Chacabuco is one of the many abandoned nitrate or "saltpeter" towns ("oficinas salitreras" in Spanish) in the Atacama Desert of northern Chile. Other nitrate towns of the Atacama Desert include Humberstone and Santa Laura Saltpeter Works. Unlike most of the other ghost towns in the Atacama Desert, Chacabuco became a concentration camp during the Pinochet regime in 1973. To this day, it remains surrounded by approximately 98 lost landmines, left by the Chilean military when Chacabuco was used as a prison camp.

== Nitrate town history==
Founded in 1924 by the Lautaro Nitrate Company Ltd., Chacabuco soon fell into ruin as the nitrate mining boom in Chile came to an abrupt halt at the end of the 1930s. Synthetic nitrate had been invented in Germany at the turn of the 20th century and by the 1930s and 40s had severely crippled northern Chile's nitrate industry. What had accounted for virtually 50% of Chile's Gross National Product fell to almost zero within a few decades. A total of 170 nitrate towns were shut down throughout Chile's Atacama Desert, only one remains open today, María Elena, about 95 kilometers north of Chacabuco. Chacabuco shut its doors in 1938. As a town, it had only survived 14 years.

== Concentration camp history ==
In 1971, president Salvador Allende declared Chacabuco a Historic Monument of Chile, at which point restoration began.
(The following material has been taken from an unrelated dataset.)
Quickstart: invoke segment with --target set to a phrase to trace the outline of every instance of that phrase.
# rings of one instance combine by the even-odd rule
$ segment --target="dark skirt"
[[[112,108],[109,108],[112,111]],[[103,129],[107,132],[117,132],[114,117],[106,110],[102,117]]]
But in 1973, after the military coup, Pinochet turned it into a concentration camp until the end of 1974. As a concentration camp, it held up to 1,800 prisoners many of whom were doctors, lawyers, artists, writers, professors and workers from all over Chile.

== Chacabuco today ==
By the 1990s, Chacabuco was in need of extensive restoration and several international organizations began the restoration of parts of Chacabuco. In 1991, a former political prisoner of Chacabuco, Roberto Saldívar, returned to Chacabuco in order to live in the abandoned town and guard it against vandalism and pillaging. He lived there almost completely alone until January 2006. Pedro Barreda replaced Roberto when he left as caretaker of Chacabuco. Currently living in Chacabuco alone, Pedro considers himself to be Roberto's apprentice and remains dedicated to the cause Roberto started.